I was and still am so devastated and recovering. I refuse to let hate plant its seeds.
Now to relate this to this thread.....
Here I am a very resilient person well versed in theological objections and able to handle such
discussions.
I had grown to love and care for this group of persons in spite of trying so hard to maintain
distance and not get attached. I had become vulnerable....
Now imagine ..... what chance does a LGBTQ young person that has a church like this as their
family church have? What of the families that happen to have a LGBTQ person in their family?
Here I was trying so hard to protect myself against the inveitable and I failed.
I have been working my way out of a deep depression ever since .
Imagine this happening to a young person .... does the church kill in doing this?
I would say the suicide rates answer that..... and once again I personally know the pain and despair.
I still take mom to Saturday mass .... I don't go in now .... I wait in the car.
Sorry ... I have to stop here for now..... I hurt.....


The church will only be what it's supposed to be when we resemble that usher and not the pastor. I'm so sorry you're in pain. I'll be praying.
 
Now there is a deep and probing abstract .... take it well Rita ... thoughts do assist in straightening out corrupt desires ...
 
RitaTG said:
Sorry ... I have to stop here for now..... I hurt.....

You have no need to apologize to us for the pain you feel. If anything we should be here to support and comfort you in the midst of that pain.

This, of course is a difficult reality, willing to become vulnerable in a community which does not think twice about the pain that their words will bring. Or worse, does consider the pain and causes the hurt anyway.
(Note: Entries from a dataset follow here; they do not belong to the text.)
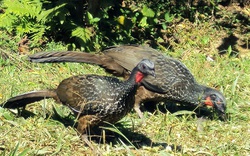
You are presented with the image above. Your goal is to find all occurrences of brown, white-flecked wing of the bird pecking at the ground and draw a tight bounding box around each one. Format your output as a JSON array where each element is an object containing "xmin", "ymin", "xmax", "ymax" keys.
[{"xmin": 104, "ymin": 45, "xmax": 196, "ymax": 93}]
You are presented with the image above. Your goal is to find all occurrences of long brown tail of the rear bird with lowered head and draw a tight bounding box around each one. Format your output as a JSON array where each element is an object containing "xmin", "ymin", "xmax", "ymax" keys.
[{"xmin": 29, "ymin": 51, "xmax": 102, "ymax": 65}]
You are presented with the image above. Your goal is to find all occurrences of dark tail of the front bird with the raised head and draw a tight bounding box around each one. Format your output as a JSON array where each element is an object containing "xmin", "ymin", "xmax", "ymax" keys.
[{"xmin": 1, "ymin": 90, "xmax": 58, "ymax": 109}]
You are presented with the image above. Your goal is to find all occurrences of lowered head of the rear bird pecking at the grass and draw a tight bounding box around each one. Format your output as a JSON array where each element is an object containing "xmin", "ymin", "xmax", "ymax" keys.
[{"xmin": 203, "ymin": 88, "xmax": 226, "ymax": 120}]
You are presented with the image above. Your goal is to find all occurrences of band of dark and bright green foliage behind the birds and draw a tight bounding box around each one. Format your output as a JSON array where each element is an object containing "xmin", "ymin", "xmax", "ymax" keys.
[{"xmin": 0, "ymin": 0, "xmax": 223, "ymax": 51}]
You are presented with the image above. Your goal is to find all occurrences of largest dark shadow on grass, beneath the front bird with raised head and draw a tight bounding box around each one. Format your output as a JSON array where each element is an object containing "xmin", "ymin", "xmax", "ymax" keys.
[{"xmin": 79, "ymin": 123, "xmax": 182, "ymax": 152}]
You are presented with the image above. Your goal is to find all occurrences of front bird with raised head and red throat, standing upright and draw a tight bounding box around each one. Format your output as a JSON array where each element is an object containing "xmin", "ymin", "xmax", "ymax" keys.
[{"xmin": 1, "ymin": 59, "xmax": 155, "ymax": 134}]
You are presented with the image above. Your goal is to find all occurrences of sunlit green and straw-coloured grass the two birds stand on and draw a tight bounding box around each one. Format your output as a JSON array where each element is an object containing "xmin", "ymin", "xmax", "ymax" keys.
[{"xmin": 0, "ymin": 8, "xmax": 250, "ymax": 156}]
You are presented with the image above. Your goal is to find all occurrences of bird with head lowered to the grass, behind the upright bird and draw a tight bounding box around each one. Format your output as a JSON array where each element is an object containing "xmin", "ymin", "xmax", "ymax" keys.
[{"xmin": 28, "ymin": 45, "xmax": 226, "ymax": 120}]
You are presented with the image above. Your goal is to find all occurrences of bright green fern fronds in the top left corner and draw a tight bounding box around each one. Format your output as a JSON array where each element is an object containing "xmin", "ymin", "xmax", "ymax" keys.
[{"xmin": 0, "ymin": 0, "xmax": 49, "ymax": 44}]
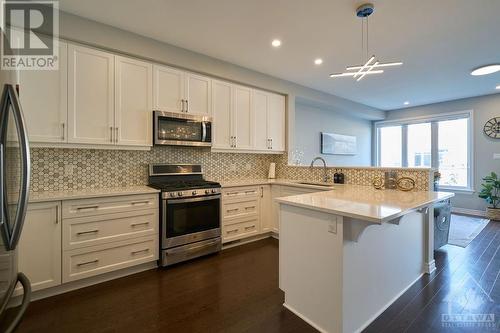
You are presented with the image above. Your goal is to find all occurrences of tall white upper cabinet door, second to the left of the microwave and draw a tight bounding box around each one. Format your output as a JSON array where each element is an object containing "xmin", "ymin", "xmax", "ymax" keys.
[{"xmin": 68, "ymin": 45, "xmax": 114, "ymax": 144}]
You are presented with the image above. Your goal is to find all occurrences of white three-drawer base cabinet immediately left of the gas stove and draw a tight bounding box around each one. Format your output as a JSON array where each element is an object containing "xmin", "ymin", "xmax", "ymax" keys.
[{"xmin": 62, "ymin": 194, "xmax": 159, "ymax": 283}]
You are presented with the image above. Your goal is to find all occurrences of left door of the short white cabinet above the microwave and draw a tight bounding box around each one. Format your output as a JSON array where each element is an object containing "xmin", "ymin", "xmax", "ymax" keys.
[{"xmin": 153, "ymin": 65, "xmax": 185, "ymax": 112}]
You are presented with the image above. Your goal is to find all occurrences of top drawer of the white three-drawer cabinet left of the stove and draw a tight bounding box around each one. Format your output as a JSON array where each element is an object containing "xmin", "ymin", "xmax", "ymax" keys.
[{"xmin": 62, "ymin": 194, "xmax": 158, "ymax": 218}]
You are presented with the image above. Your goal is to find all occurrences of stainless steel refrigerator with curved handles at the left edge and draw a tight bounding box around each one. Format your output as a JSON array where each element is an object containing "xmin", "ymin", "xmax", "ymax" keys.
[{"xmin": 0, "ymin": 81, "xmax": 31, "ymax": 332}]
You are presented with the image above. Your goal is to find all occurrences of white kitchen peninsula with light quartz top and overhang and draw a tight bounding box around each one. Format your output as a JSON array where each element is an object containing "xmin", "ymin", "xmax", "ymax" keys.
[{"xmin": 276, "ymin": 185, "xmax": 453, "ymax": 333}]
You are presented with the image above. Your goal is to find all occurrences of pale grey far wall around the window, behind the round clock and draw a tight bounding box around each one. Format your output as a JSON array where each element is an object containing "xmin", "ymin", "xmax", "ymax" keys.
[{"xmin": 386, "ymin": 94, "xmax": 500, "ymax": 210}]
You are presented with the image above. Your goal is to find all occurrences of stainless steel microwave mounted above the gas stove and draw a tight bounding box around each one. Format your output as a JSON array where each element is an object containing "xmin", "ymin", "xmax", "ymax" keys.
[{"xmin": 153, "ymin": 111, "xmax": 212, "ymax": 147}]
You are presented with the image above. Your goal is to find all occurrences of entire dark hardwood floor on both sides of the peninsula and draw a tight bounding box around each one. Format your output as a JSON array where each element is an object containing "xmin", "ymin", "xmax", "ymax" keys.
[{"xmin": 9, "ymin": 222, "xmax": 500, "ymax": 333}]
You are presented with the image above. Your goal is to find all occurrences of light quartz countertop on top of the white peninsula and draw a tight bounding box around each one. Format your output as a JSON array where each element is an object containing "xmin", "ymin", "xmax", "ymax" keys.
[{"xmin": 276, "ymin": 185, "xmax": 454, "ymax": 224}]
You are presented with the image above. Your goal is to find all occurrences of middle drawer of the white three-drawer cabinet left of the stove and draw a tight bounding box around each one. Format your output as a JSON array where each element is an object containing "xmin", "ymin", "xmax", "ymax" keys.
[{"xmin": 63, "ymin": 209, "xmax": 159, "ymax": 250}]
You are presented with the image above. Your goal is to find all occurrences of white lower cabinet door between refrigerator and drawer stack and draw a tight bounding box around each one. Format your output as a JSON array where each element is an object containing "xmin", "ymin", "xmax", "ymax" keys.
[{"xmin": 18, "ymin": 201, "xmax": 62, "ymax": 291}]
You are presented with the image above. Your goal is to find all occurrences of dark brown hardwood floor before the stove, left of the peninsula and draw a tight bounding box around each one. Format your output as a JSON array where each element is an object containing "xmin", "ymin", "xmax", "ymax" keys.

I grieve that you have been hurt.

More than that I rejoice in the fact that you are a devoted child and a caring person and I hope that never suffers from encounters such as this.
 
Thank you for sharing your experience. Thank you also for sharing the pain that you felt, although I wish that it hadn't been inflicted on you in the first place. Thoughts are with you.
 
This is what we need to hear - however painful it is to the person telling the story - this is what we need to know they are talking about when a story like this is shared. This is what people mean when they say that they needd to know that they will be safe in our church. This is why I am working with a small committee to make our church not only 'welcoming' but officially 'affirming'. And we ass a congregation need to know that every guest speaker (lay or ordained), every Sunday School teacher, every youth leader, every usher is reminded that we are an Affirming Congregation and that the rainbow community is welcome and valued among us.
Rita - thank you for helping to open my eyes.